Courtesy of New York Magazine:
Here Ernst, speaking candidly to supporters, gets to the root of conservative opposition:
“We’re looking at Obamacare right now. Once we start with those benefits in January, how are we going to get people off of those? It’s exponentially harder to remove people once they’ve already been on those programs…we rely on government for absolutely everything. And in the years since I was a small girl up until now into my adulthood with children of my own, we have lost a reliance on not only our own families, but so much of what our churches and private organizations used to do. They used to have wonderful food pantries. They used to provide clothing for those that really needed it. But we have gotten away from that. Now we’re at a point where the government will just give away anything.”

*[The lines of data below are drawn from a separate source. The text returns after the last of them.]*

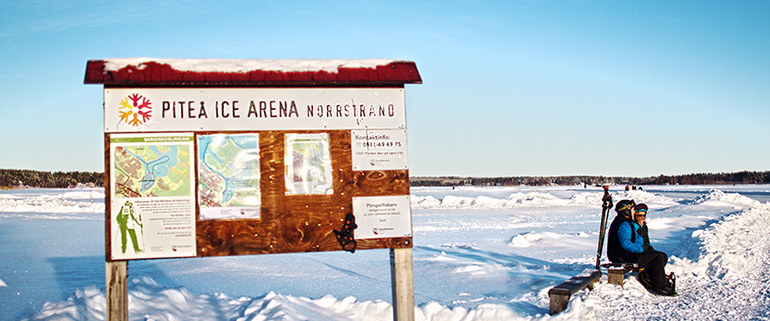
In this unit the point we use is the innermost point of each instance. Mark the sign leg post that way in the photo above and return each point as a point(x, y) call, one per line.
point(117, 291)
point(402, 285)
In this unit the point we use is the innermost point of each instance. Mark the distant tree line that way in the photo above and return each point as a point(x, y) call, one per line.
point(21, 177)
point(17, 177)
point(744, 177)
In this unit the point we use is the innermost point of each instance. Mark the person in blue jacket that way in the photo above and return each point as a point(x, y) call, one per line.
point(625, 245)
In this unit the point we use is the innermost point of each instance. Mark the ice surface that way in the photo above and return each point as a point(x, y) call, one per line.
point(480, 254)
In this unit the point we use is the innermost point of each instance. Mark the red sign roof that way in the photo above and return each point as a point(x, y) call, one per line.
point(249, 73)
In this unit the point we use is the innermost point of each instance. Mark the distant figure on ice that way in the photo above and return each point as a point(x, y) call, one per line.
point(626, 245)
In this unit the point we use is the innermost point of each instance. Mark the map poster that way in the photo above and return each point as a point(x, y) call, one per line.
point(382, 216)
point(308, 165)
point(228, 176)
point(383, 149)
point(152, 208)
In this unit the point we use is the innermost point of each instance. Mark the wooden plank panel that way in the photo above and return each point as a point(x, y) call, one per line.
point(301, 223)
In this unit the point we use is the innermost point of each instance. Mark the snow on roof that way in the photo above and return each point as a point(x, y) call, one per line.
point(251, 72)
point(246, 65)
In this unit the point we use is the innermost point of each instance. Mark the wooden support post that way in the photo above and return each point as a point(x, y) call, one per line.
point(402, 284)
point(117, 291)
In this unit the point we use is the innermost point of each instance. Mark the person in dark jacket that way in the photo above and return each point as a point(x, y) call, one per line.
point(625, 245)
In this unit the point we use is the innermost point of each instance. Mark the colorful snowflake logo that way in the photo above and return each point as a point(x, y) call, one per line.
point(130, 112)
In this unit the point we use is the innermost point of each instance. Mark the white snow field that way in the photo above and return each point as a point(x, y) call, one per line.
point(480, 253)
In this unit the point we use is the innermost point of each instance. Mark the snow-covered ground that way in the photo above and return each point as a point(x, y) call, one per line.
point(481, 253)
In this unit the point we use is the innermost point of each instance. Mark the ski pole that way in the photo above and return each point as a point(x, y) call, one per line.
point(606, 205)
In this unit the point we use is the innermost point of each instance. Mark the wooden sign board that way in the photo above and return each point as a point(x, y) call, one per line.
point(213, 163)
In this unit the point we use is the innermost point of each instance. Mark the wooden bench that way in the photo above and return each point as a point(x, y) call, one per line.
point(561, 293)
point(616, 272)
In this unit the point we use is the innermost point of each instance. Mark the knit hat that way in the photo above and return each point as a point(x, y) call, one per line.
point(624, 205)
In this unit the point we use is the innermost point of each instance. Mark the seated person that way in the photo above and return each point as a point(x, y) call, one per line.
point(625, 245)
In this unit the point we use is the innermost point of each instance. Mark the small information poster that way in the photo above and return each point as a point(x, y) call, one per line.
point(228, 170)
point(383, 149)
point(153, 201)
point(308, 164)
point(382, 216)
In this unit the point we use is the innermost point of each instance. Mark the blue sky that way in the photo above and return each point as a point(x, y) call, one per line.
point(510, 88)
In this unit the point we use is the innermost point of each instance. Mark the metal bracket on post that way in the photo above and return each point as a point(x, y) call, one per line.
point(117, 291)
point(402, 285)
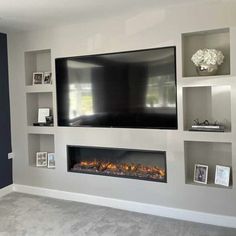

That’s the fundamental belief that motivates most, if not all, the conservative opposition: Health care should be a privilege rather than a right. If you can’t afford health insurance on your own, that is not the government’s problem.
This of course should be not at all surprising to those of us who have been paying attention.
Hell Bill Kristol said much the same thing about the Democratic plan for health care reform, back when Bill Clinton was in office:
"Its passage in the short run will do nothing to hurt (and everything to help) Democratic electoral prospects in 1996. But the long-term political effects of a successful Clinton health care bill will be even worse--much worse. It will relegitimize middle-class dependence for 'security' on government spending and regulation. It will revive the reputation of the party that spends and regulates, the Democrats, as the generous protector of middle-class interests. And it will at the same time strike a punishing blow against Republican claims to defend the middle class by restraining government."
And that, for Kristol, meant it had to be stopped at all costs:
"The first step in that process must be the unqualified political defeat of the Clinton health care proposal. Its rejection by Congress and the public would be a monumental setback for the president; and an incontestable piece of evidence that Democratic welfare-state liberalism remains firmly in retreat."
The Republicans have been fighting against this law since before Barack Obama ever even entered politics, much less became the GOP boogeyman.
I think we need to keep an eye on this Joni Ernst. She clearly is working without a filter, and I imagine that she is going to make enough gaffes to someday earn her place in the "Political Moron's Hall of Fame" right up there next to her idol Sarah Palin.